In their "Viewpoint" column on hypercomputation, (Aug. 2002) Christof Teuscher and Moshe Sipper ask about the relationship of hypercomputing to artificial and natural intelligence.

Hypercomputing is the computing of functions not "computable" in the normal sense. The number of possible functions is at least as great as the number of real numbers (uncountably infinite); the number of computable functions (functions for which there exists a program of finite length made from a finite set of symbols) is only countably infinite. Thus, there are plenty of functions only a hypercomputer can compute.

But functions are not all that the brain does. An example of an "impossible" task is creating a mental model of a 3D scene by looking at a 2D picture. There are any number of ways to arrange the elements in 3-space to produce the same picture, so this task is not a function (in the mathematical sense) at all. You can cast it as a function by defining the task to pick the "best possibility." Then you can program a hypercomputer to generate all (infinite) possibilities, pick the best, present the result and then stop.

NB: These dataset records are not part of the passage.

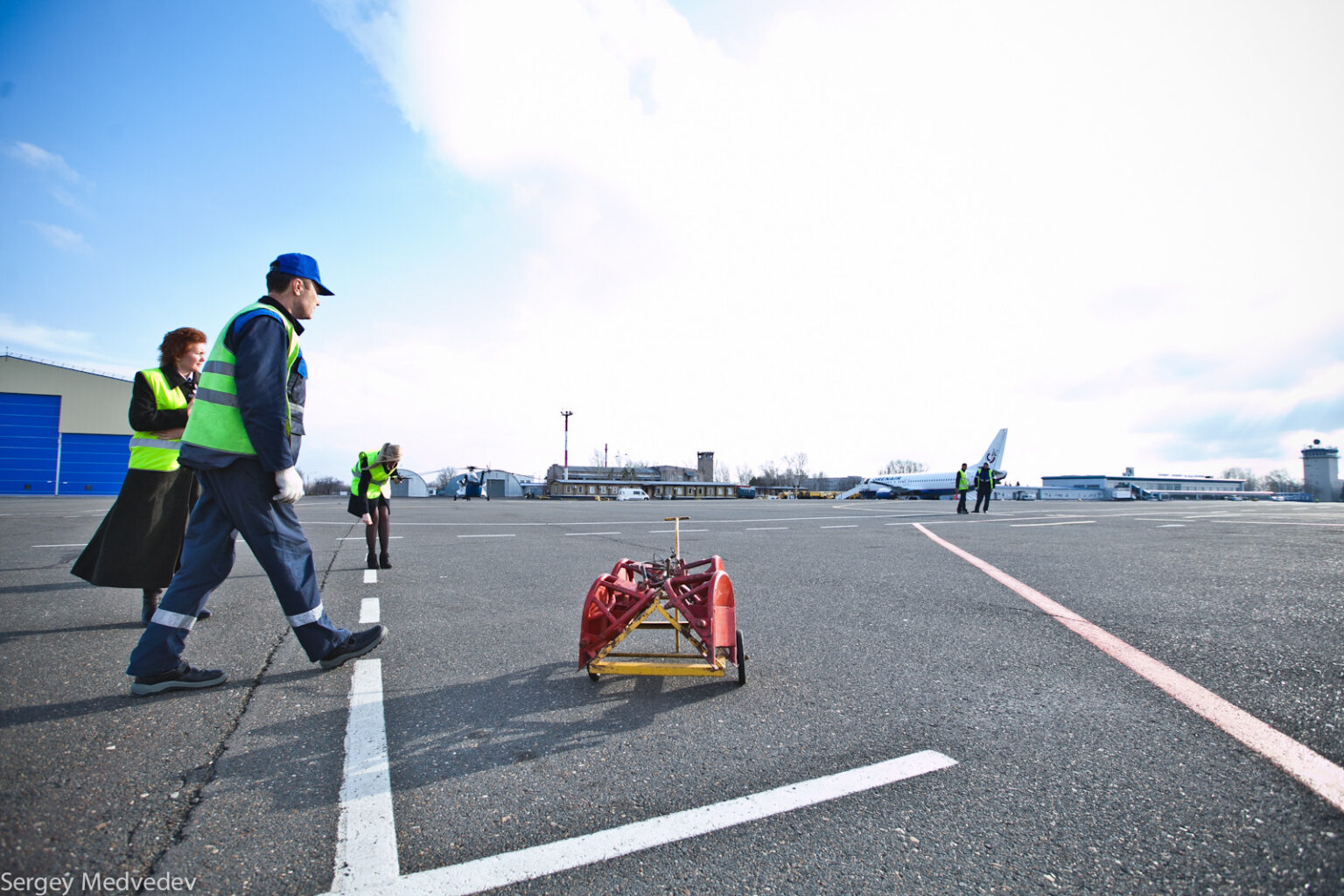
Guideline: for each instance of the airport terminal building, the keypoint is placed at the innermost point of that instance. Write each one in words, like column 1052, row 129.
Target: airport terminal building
column 596, row 482
column 1130, row 486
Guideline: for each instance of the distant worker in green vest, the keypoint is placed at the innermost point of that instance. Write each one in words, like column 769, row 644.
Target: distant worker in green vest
column 138, row 543
column 370, row 497
column 242, row 439
column 984, row 486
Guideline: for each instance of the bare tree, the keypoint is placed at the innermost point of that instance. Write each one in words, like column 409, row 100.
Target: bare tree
column 1281, row 481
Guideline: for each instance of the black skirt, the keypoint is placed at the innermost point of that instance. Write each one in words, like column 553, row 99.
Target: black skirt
column 138, row 543
column 359, row 507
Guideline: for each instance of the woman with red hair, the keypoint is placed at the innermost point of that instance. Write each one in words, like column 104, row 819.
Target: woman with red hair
column 140, row 540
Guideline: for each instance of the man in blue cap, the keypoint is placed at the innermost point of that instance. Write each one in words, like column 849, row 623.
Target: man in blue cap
column 242, row 438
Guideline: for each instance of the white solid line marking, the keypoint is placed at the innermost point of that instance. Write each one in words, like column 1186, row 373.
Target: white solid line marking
column 1309, row 767
column 366, row 836
column 549, row 858
column 1027, row 526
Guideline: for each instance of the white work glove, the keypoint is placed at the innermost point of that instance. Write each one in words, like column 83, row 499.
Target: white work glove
column 290, row 486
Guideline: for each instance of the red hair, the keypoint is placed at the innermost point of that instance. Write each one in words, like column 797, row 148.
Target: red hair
column 176, row 343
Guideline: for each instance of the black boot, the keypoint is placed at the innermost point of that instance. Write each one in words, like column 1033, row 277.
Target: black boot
column 150, row 605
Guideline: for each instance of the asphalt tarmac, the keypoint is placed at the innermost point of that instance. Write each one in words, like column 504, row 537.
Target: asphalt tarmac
column 869, row 640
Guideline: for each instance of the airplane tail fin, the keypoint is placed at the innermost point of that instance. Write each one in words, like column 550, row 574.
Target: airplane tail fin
column 993, row 454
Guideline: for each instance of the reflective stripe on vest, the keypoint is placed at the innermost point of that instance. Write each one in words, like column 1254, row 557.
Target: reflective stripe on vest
column 215, row 421
column 147, row 452
column 376, row 474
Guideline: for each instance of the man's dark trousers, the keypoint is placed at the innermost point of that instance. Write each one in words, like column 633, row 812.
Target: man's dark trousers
column 238, row 497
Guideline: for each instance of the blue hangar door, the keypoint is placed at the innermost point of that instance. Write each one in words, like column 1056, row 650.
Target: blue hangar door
column 93, row 464
column 30, row 438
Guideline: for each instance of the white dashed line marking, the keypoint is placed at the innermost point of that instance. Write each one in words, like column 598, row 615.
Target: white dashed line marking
column 549, row 858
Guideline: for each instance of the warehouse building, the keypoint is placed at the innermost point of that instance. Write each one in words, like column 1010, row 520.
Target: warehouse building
column 62, row 430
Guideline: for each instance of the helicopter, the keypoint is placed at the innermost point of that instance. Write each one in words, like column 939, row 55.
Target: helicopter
column 472, row 484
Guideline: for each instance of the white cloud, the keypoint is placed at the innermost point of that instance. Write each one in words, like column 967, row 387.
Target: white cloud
column 887, row 230
column 42, row 160
column 60, row 236
column 27, row 336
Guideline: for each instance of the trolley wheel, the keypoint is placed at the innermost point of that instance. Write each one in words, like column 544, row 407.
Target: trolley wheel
column 742, row 662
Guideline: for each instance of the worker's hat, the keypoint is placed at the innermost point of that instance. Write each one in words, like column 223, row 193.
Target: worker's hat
column 301, row 265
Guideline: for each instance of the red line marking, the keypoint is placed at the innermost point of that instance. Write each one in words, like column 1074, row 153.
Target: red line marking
column 1301, row 762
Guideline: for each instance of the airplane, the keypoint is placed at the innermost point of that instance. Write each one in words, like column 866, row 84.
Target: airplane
column 933, row 485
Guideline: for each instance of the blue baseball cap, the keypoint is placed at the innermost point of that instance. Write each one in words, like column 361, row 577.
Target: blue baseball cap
column 301, row 265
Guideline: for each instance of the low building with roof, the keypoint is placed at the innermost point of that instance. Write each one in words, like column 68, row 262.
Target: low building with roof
column 65, row 430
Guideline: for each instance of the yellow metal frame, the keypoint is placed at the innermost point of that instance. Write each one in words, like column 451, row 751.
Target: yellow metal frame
column 674, row 664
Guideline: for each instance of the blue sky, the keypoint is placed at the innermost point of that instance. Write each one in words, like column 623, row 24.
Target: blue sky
column 854, row 230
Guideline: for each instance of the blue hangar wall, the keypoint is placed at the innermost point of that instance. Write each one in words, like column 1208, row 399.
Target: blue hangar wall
column 63, row 430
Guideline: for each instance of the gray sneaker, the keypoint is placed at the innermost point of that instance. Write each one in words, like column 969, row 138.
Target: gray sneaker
column 356, row 645
column 186, row 676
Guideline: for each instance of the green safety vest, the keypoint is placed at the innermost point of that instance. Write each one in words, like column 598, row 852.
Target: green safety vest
column 376, row 474
column 215, row 421
column 148, row 452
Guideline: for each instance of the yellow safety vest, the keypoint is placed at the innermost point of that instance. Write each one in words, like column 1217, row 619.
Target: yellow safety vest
column 148, row 452
column 215, row 421
column 378, row 477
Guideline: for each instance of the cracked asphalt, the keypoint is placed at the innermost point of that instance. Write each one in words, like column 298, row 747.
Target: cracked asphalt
column 867, row 642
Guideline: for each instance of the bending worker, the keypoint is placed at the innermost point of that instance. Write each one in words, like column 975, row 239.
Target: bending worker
column 370, row 497
column 242, row 439
column 984, row 486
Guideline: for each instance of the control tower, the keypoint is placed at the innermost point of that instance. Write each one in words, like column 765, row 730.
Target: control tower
column 1321, row 472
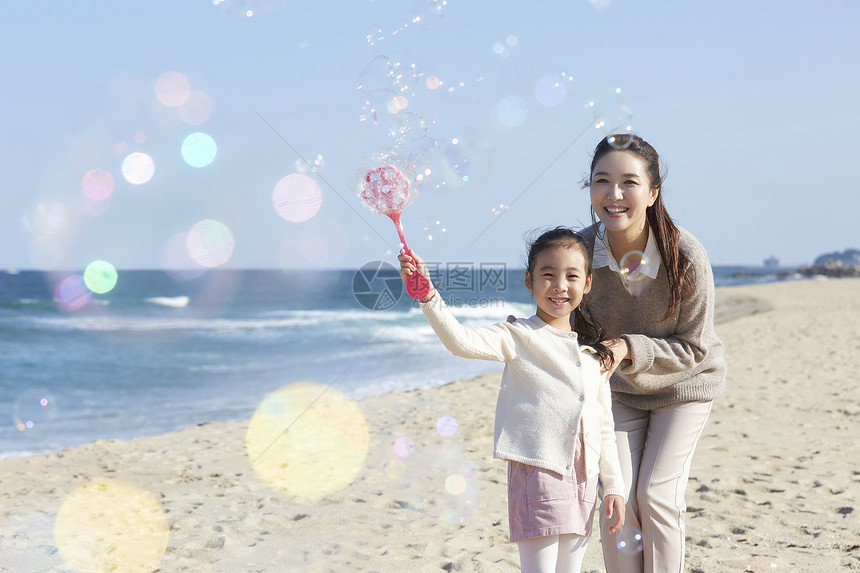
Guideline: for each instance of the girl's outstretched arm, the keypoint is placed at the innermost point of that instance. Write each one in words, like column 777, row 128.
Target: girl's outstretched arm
column 500, row 342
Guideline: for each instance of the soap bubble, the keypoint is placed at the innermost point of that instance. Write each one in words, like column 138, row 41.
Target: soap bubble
column 612, row 117
column 375, row 36
column 199, row 149
column 72, row 293
column 379, row 107
column 377, row 74
column 633, row 265
column 628, row 540
column 383, row 184
column 314, row 163
column 33, row 409
column 428, row 14
column 138, row 168
column 467, row 161
column 100, row 277
column 550, row 90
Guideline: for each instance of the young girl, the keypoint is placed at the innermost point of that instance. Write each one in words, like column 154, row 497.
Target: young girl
column 553, row 416
column 670, row 360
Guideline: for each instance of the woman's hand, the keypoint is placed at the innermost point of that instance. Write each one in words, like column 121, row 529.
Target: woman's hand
column 615, row 506
column 620, row 351
column 409, row 263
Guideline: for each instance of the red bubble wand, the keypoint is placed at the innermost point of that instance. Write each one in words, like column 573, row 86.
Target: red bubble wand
column 386, row 190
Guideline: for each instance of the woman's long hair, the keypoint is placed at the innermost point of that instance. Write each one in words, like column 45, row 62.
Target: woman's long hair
column 666, row 233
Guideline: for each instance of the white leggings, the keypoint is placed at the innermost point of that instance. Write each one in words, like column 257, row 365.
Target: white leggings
column 552, row 553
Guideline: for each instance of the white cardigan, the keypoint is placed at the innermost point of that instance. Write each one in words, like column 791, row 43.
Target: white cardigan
column 549, row 382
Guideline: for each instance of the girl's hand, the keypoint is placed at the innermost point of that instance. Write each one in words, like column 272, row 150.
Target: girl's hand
column 620, row 351
column 411, row 262
column 615, row 506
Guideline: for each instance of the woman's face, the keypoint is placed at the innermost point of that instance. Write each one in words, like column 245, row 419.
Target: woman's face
column 621, row 191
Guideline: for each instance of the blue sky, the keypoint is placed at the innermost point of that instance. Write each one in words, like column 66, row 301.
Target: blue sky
column 753, row 106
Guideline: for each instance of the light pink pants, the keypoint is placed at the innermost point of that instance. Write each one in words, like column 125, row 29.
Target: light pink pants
column 553, row 553
column 656, row 449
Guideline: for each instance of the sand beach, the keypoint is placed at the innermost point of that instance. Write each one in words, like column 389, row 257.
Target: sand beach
column 775, row 483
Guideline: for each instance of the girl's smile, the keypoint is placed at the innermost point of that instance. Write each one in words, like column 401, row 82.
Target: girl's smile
column 558, row 280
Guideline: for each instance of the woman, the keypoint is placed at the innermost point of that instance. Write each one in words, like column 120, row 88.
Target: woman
column 653, row 288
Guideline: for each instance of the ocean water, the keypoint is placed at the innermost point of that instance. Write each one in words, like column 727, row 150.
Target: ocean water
column 162, row 351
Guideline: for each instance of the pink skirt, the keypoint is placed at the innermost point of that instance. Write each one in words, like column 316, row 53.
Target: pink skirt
column 542, row 502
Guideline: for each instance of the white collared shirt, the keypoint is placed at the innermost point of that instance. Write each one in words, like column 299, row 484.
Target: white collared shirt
column 637, row 281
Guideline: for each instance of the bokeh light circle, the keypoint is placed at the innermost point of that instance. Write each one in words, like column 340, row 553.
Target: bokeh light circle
column 138, row 168
column 110, row 525
column 97, row 184
column 72, row 293
column 172, row 89
column 297, row 197
column 629, row 540
column 33, row 409
column 210, row 243
column 100, row 277
column 199, row 149
column 633, row 265
column 308, row 440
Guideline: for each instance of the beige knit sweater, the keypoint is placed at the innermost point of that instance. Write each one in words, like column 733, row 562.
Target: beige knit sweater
column 679, row 359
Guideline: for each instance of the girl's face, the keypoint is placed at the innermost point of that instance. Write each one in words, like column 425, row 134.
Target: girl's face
column 558, row 282
column 620, row 193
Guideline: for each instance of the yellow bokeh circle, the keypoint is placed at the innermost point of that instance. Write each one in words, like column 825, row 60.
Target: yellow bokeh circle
column 308, row 440
column 110, row 525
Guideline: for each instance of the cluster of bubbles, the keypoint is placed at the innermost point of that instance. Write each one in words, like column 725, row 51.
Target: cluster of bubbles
column 386, row 182
column 307, row 440
column 33, row 409
column 426, row 15
column 458, row 477
column 613, row 118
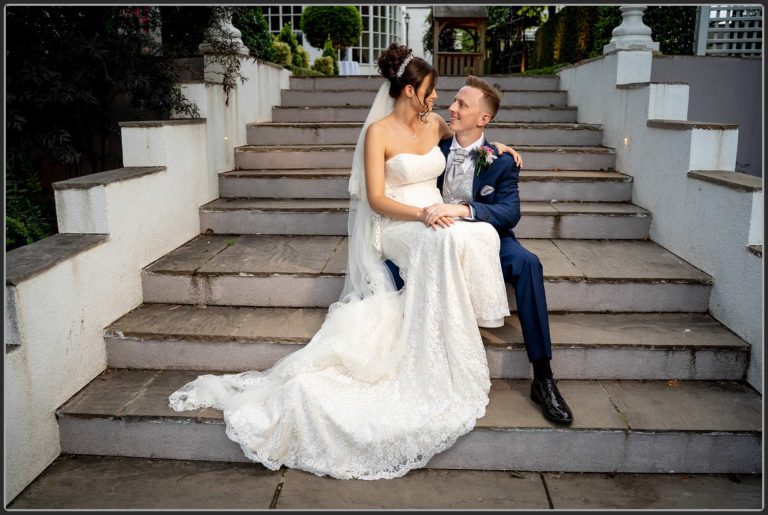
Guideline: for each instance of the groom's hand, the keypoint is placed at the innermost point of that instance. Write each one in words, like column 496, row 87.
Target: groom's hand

The brain does something different: it presents a series of partial results. You can see this process in action by staring at an optical illusion such as a Necker cube (an ambiguous wireframe drawing of a cube). The cube appears to switch back and forth between two different orientations and will keep switching back and forth for as long as you care to watch it. The process never terminates. A hypercomputer inside the brain would settle the matter once and for all. I think optical illusions are evidence that either the brain does not contain a hypercomputer, or it is not being put to good use.